Le feed-back n’est ni une formalité ni un questionnaire impersonnel.
C’est une remise en question régulière de son enseignement, de sa pratique et de la vie du club.
Et même s’il peut faire mal à l’ego, il reste un moyen essentiel de préserver l’harmonie du dojo — et sans harmonie, impossible d’incarner les valeurs de l’Aïkido.
Et si la progression demande autant d’ajustements, c’est aussi parce qu’elle ne peut pas être vécue sous la contrainte : elle a besoin de sens.
Ce n’est pas la contrainte qui fait progresser, mais le sens qu’on lui donne

Je me pose souvent cette question en Aïkido : peut-on réellement progresser dans le plaisir ou faut-il forcément passer par la contrainte ?
Je ne parle pas de la contrainte choisie — celle qu’on accepte pour progresser — mais de la contrainte subie : celle d’un type de pratique qu’on n’aime pas et qu’on poursuit uniquement par devoir.
Là où cette réflexion me traverse particulièrement, c’est avec le bokken.
Je n’ai jamais réussi à prendre du plaisir dans la pratique des armes, et ce malgré tous leurs bienfaits objectifs.
Et ce n’est qu’un exemple.
Je pourrais dire la même chose des éducatifs qui m’ennuient ou de la pratique statique centrée sur la respiration et du travail répétitif qui ne correspond pas à mon mode d’apprentissage.
J’ai besoin de stimulation régulière pour rester concentrée et pour sentir que j’avance.

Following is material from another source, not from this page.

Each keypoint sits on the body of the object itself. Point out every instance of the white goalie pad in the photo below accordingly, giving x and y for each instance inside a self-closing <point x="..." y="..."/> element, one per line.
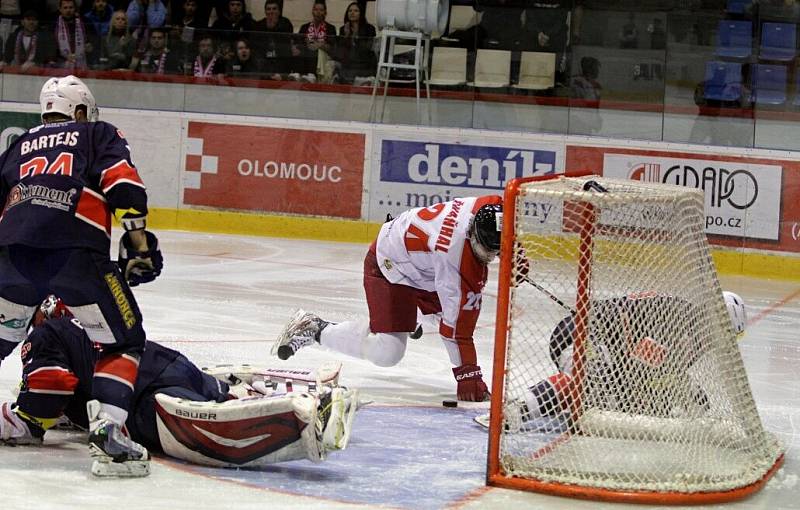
<point x="291" y="379"/>
<point x="343" y="406"/>
<point x="245" y="432"/>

S’ennuyer ne veut pas dire exceller : on peut s’ennuyer et être très loin d’être excellente.
Et cette réflexion n’est pas toujours simple à porter à voix haute, car elle expose aux critiques et aux jugements rapides.
Pourtant, on devrait tous pouvoir dire ce qu’on n’aime pas, même lorsqu’une pratique a des bienfaits objectifs.
C’est comme la natation : je sais que c’est excellent pour le corps, et je préfère pourtant courir, car c’est ce qui me permet de pratiquer régulièrement sans me dégoûter.
Ce sont donc de vraies questions que je pose à voix haute, sans certitude :
👉 comment chacun trouve son équilibre entre plaisir, contrainte et progression ?
Et j’aimerais ouvrir cette réflexion avec tous ceux qui ressentent ce décalage entre exigence et plaisir.
Conclusion
Enseigner l’Aïkido ne consiste pas à reproduire un technicien ni à imposer une forme unique de pratique.
C’est un chemin d’appropriation personnelle, de doutes, de choix et d’incarnation.
Enseigner, c’est accepter :
👉 qu’on ne sait pas tout ;
👉 qu’on transmet toujours quelque chose de soi ;
👉 qu’on progresse autant dans l’écoute que dans la démonstration ;
👉 qu’on doit parfois s’ajuster, renoncer, réinventer et demander un feed-back honnête.
Et c’est justement cette posture — humble, vivante et profondément incarnée — qui éloigne l’enseignement de toute autorité descendante pour le ramener à ce qu’il devrait toujours être : un espace de progression partagée.